JOHN CONSTABLE is one of the greatest painters of British weather. MARK EVANS reveals what you can learn from his sketches and diaries
John Constable (1776-1837) is best known today as the painter who transformed the art of landscape painting by combining the lessons of the Old Masters with his own profound observations of nature. This resulted in some of the most familiar and best-loved paintings of the English countryside.
He was also a peerless painter of the weather, whose depictions of the sky determined the remarkably expressive mood of his great landscapes such as The Hay Wain (1821) and Salisbury Cathedral from the Meadows (1831). These were based on many vibrant and spontaneous oil sketches which he painted mainly outdoors, direct from nature. The most spectacular were made on Hampstead Heath in 1821-2 and at Brighton in 1824. Some of the most radical are pure skyscapes in which the clouds appear alone. Constable’s interest in accurately depicting the sky coincided with an expansion of popular interest in science and the birth of modern meteorology, a subject he followed closely.

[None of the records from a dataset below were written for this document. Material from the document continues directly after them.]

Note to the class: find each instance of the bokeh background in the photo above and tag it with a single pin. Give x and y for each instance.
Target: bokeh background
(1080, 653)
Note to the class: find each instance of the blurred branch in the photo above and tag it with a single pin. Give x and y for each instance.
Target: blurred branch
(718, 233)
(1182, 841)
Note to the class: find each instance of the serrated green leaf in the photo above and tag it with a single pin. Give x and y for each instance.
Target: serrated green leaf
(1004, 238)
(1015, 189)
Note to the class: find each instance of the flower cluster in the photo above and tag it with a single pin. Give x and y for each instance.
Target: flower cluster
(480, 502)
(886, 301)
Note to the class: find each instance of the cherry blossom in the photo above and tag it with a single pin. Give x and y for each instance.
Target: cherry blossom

HAMPSTEAD AND THE SKY STUDIES, 1819-24
On account of the poor health of Constable’s wife, Maria, the couple rented accommodation at Hampstead from August 1819, and settled there in 1827. High above the city, its elevated location and relatively smoke-free environment offered an ideal location to view the sky, as had been discovered over a century earlier by the Dutch master Willem van de Velde the younger (1633-1707).

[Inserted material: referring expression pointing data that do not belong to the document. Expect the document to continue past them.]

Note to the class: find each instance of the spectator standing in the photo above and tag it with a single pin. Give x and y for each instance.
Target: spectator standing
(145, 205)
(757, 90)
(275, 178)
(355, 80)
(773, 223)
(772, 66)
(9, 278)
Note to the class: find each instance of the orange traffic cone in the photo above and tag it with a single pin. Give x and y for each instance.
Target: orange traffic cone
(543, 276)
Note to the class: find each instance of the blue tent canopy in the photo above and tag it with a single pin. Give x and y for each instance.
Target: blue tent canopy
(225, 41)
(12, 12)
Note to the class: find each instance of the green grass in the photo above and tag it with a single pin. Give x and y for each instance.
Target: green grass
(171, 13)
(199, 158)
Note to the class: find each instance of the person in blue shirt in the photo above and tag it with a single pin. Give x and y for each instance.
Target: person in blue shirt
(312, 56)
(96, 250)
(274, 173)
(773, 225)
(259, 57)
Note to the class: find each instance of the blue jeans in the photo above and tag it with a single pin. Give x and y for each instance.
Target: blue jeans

At the British Institution on 13 July 1819 Constable studied two of van de Velde’s maritime paintings, and he could have read in his copy of William Gilpin’s On Landscape Painting: A Poem (1792) how his Dutch predecessor made cloud studies from a boat in the Thames, in black and white chalks on blue paper.
It can be no accident that Constable used this very technique in his earliest datable pure sky studies, one of which is inscribed 9 July 1819, just a few weeks before his move to Hampstead. From mid-October 1820 he began more systematically to sketch the skies in oils.